FIG. 2 is a cross-sectional view of a main part of the first embodiment. Since the downstream side of each ejection pipe 22c has the same configuration, the downstream side of one ejection pipe 22c will be described in the following description.
As shown in FIG. 2, a nozzle (outlet) 31 having a reduced cross section is attached to the downstream end of each ejection pipe 22c in order to accelerate the flow of the fire-extinguishing gas ejected from the ejection pipe 22c. The nozzle 31 extends along the axial direction of the ejection pipe 22c (the flow direction of the fire extinguishing gas).

(Jet head)
An ejection head 41 for ejecting fire extinguishing gas into the target chamber 12 is attached to the downstream end of the nozzle 31. The ejection head 41 includes a cylindrical connecting portion 42 that is connected so as to cover the downstream end of the nozzle 31 from the outside, and a head main body 43 that is connected to the downstream end of the connecting portion 42.
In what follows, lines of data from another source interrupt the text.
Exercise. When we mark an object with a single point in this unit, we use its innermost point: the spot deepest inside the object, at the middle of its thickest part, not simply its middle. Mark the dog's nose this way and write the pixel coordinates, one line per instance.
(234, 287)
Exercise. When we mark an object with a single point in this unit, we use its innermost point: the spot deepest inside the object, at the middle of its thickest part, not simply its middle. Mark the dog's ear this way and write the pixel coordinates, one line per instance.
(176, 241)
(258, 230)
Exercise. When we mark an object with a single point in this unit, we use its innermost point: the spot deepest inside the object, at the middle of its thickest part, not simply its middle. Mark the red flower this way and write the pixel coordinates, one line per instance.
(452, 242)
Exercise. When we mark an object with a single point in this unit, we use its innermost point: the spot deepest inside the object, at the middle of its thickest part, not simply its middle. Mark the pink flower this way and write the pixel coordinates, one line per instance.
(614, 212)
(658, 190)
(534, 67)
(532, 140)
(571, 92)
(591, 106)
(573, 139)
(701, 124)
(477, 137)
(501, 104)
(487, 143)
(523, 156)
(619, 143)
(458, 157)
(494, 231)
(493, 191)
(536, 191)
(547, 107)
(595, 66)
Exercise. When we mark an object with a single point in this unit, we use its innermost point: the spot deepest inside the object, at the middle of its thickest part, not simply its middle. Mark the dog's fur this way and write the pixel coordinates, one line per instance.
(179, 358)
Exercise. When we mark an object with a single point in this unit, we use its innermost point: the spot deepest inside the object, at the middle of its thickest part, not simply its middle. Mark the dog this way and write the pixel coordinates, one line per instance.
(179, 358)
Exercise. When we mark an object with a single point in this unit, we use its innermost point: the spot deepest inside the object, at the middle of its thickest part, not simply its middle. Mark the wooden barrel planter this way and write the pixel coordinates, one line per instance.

  The head main body 43 has a rectangular parallelepiped shape that is enlarged and formed in a direction orthogonal to the gas flow direction with respect to the inner diameter of the nozzle 31, and extends with the axial extension direction of the nozzle 31 as the longitudinal direction. A connecting portion 42 is connected to the center of a wall portion (hereinafter referred to as a rear wall) 44 on the upstream side in the longitudinal direction of the head main body 43.

  Inside the head main body 43, a first partition wall 51 connected to the bottom of the connection portion 42 and opposed to the connection portion 42, and a wall portion on the downstream side in the longitudinal direction of the head main body 43 facing the first partition wall 51 ( A second partition wall 52 disposed between the second partition wall 52 and the front wall 45, and a third partition wall 53 disposed in parallel with the bottom wall 46 of the head body 43. The two gas passages are provided in a labyrinth shape by being partitioned by the partition walls 51, 52, and 53.

  The upper end of the first partition 51 is separated from the upper wall 47 of the head main body 43 and serves as a throttle portion 48 through which a fire extinguishing gas can flow. The upper and lower ends of the second partition wall 52 are also separated from the upper wall 47 and the bottom wall 46 of the head main body 43 and become throttle portions 49 and 50 through which the fire extinguishing gas can flow. The second partition wall 52 has a step-like cross-sectional shape, the upper vertical wall portion 52 a is disposed close to the front wall 45, and the lower vertical wall portion 52 b is disposed close to the first wall portion 51. The lower end of the upper vertical wall portion 52a and the upper end of the lower vertical wall portion 52b are horizontally connected by the base portion 52c.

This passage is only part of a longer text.